His father, meanwhile, is taking his time relinquishing real power to the political parties. For a start, the King and not the PM controls the army. Seems father and son know that real power lies behind the barrel of a gun.
Golden words
The subcontinent never fails to be both stirred and shaken with the juiciest news. Back in Bangladesh, Prime Minister Khaleda Zia’s parliamentary affairs adviser Salahuddin Qader Chowdhury has joined the short list of leaders worldwide who love to mix sexual innuendo with politics in what amounts to a thoroughly unparliamentary cocktail.
At Dhaka airport, on his return from Turkey some three weeks ago where Bangladesh lost a prestigious election to the secretary-general of the OIC, Chowdhury first grumbled about the fusillade of criticism by Sheikh Hasina’s Awami League on this issue. Then he lost his composure totally. ‘‘Why is she (Hasina) after me, if she wants my ‘shona’ she should ask her husband first, why drag me into it?’’

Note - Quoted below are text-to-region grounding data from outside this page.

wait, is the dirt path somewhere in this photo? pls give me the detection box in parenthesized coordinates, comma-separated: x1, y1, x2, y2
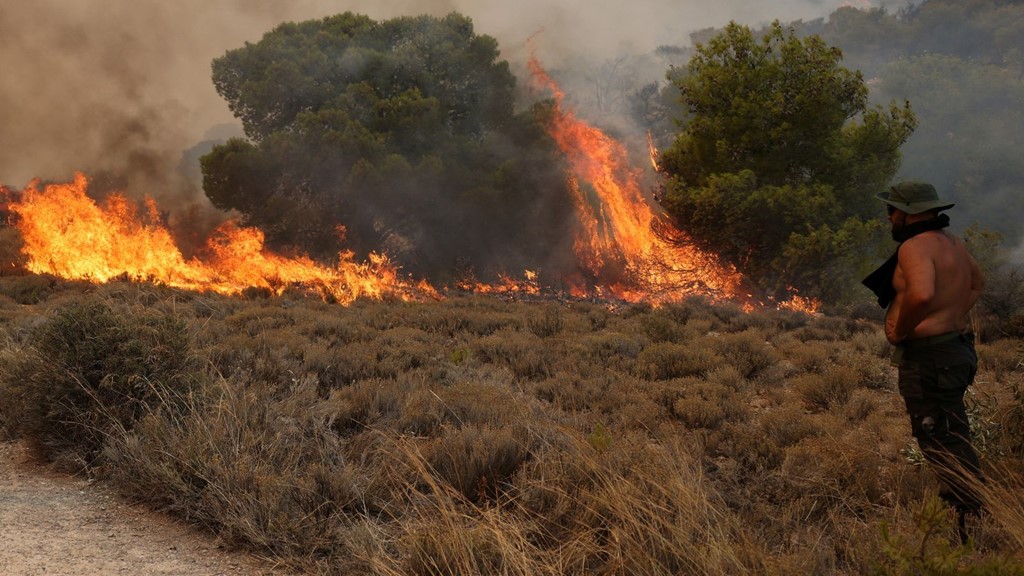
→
(0, 440, 286, 575)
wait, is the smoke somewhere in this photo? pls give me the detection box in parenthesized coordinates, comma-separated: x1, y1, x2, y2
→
(0, 0, 902, 259)
(0, 0, 897, 181)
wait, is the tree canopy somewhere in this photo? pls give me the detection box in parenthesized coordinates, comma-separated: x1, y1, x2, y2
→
(201, 12, 573, 281)
(658, 22, 917, 301)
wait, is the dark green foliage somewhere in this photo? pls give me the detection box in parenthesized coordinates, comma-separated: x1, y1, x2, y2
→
(202, 12, 575, 283)
(659, 21, 915, 302)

As Dhaka’s Daily Star reported, ‘‘shona’’ in colloquial Bangla also refers to male genitalia. In fact, the unfazed Daily Star reporter even asked Chowdhury what he exactly meant by that word. Chowdhury was equally blase. ‘‘I was only answering their accusations made against me about gold smuggling, it is unfortunate if they take the meaning of the word otherwise,’’ he said.
One reason for the Awawi League’s persistent interest in Chowdhury derives from the fact that he fought against the war of liberation in 1971.